In her opposition, plaintiff argues defendant
breached paragraph 13 of the lease, which provides, “OWNER will take reasonable
measures to assure all LESSEE’s peaceful possession of their individual
apartments and the shared common areas.”
(Comp., Ex. 1, p. 4.) The
complaint, however, left defendant to guess which express term it allegedly
breached. Moreover, this express term to
assure “peaceful possession” is just another way of saying the same thing
plaintiff alleges in her causes of action for breach of the implied warranty of
habitability and breach of the implied covenant of quiet enjoyment. (See Spinks v. Equity Residential
Briarwood Apartments (2009) 171 Cal.App.4th 1004, 1055.)
5th Cause of Action: Nuisance
Plaintiff
does not allege sufficient facts for this cause of action. “Where negligence and nuisance causes of
action rely on the same facts about lack of due care, the nuisance claim is a
negligence claim.” (El Escorial
Owners' Assn. v. DLC Plastering, Inc. (2007) 154 Cal.App.4th 1337,
1349.) “ ‘A nuisance in many, if not in
most, instances, especially with respect to buildings or premises, presupposes
negligence.’ ” (Ibid.) A complaint does not state a separate cause
of action for nuisance when it “ alleges no additional facts in support of the
nuisance claim.” (Melton v. Boustred (2010)
183 Cal.App.4th 521, 542.)
Plaintiff’s
fifth cause of action for nuisance alleges the same facts and seeks the same
damages as her first cause of action for negligence. In this cause of action, the complaint alleges
defendant permitted “harmful conditions on the premises” that “interfered with
Plaintiff’s comfortable enjoyment of The Unit” (¶ 46), so plaintiff was “forced
to live with uninhabitable living conditions – as indicated above – during her
ongoing tenancy” (¶ 48). The alleged
nuisance, “as indicated above,” arises from the same factual allegations: that
plaintiff’s unit was infested with cockroaches and ants (¶¶ 11-14) and had water
damage (¶ 15).
6th Cause of Action: Breach of the
Implied Covenant of Good Faith and Fair Dealing
Plaintiff
fails to allege sufficient facts for this cause of action. Breach of the implied covenant of good faith
and fair dealing requires that defendant did something “to deprive [plaintiff]
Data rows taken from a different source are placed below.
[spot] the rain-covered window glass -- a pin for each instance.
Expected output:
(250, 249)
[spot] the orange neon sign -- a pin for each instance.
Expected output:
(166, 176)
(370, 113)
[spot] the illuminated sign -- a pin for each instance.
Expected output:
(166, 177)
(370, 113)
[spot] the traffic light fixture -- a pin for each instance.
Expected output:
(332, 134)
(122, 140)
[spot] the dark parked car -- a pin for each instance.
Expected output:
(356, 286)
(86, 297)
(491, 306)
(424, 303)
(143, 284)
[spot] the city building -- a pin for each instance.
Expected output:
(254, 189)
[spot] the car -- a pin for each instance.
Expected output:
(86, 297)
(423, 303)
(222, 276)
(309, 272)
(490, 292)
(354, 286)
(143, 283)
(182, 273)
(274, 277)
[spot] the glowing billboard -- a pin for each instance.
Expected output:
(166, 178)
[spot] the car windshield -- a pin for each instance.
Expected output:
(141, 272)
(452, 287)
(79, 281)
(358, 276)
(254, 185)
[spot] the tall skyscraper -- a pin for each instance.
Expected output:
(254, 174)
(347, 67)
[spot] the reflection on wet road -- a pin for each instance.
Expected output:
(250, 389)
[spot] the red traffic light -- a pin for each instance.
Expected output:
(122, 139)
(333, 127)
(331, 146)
of the benefits of the contract.” (Lueras
v. BAC Home Loans Servicing, LP (2013) 221 Cal.App.4th 49, 76.) But when the allegations “rely[] on
the same alleged acts” and “simply seek the same damages or other relief
already claimed in a companion contract cause of action, they may be
disregarded as superfluous as no additional claim is actually stated.” (Careau & Co. v. Security Pacific
Business Credit, Inc. (1990) 222 Cal.App.3d 1371, 1395.)
This cause of action is
superfluous. It merely duplicates the
causes of action for breach of the implied warranty of habitability and breach
of the covenant of quiet enjoyment. In this
cause of action, the complaint explicitly invokes the covenant of quiet
enjoyment: “Defendants
impliedly covenanted that Plaintiff would have the quiet enjoyment and
possession of The Unit. A partial
expression of the Defendants covenant of quiet enjoyment is found in California
§1927, which guaranteed Plaintiff against rightful assertion of a paramount
title by any third party. The statute
provides that the lease bound the Defendants to secure to Plaintiff the quiet
possession of The Unit.” (¶ 55.)
This cause of action also
relies on the same factual allegations of cockroaches, ants, and water
damage. (¶¶ 11-15.) It is “duplicative
pleading which adds nothing to the complaint by way of fact or theory.” (Award, supra, 228 Cal.App.3d
at p. 1135.)
7th Cause of Action: Violations of
Civil Code §§ 1940.2, 1941.1, and Health and Safety Code § 17920.3
In
her opposition, plaintiff agreed to withdraw this cause of action. The court will therefore grant judgment on
the pleadings on it.
Disposition
Defendant Brick Resurrection on
Cherokee’s motion for judgment on the pleadings is denied as to the
complaint’s first cause of action.
Defendant’s motion for judgment on the pleadings is granted as to the fourth, fifth, sixth, and seventh causes
of action with 20 days’ leave to amend.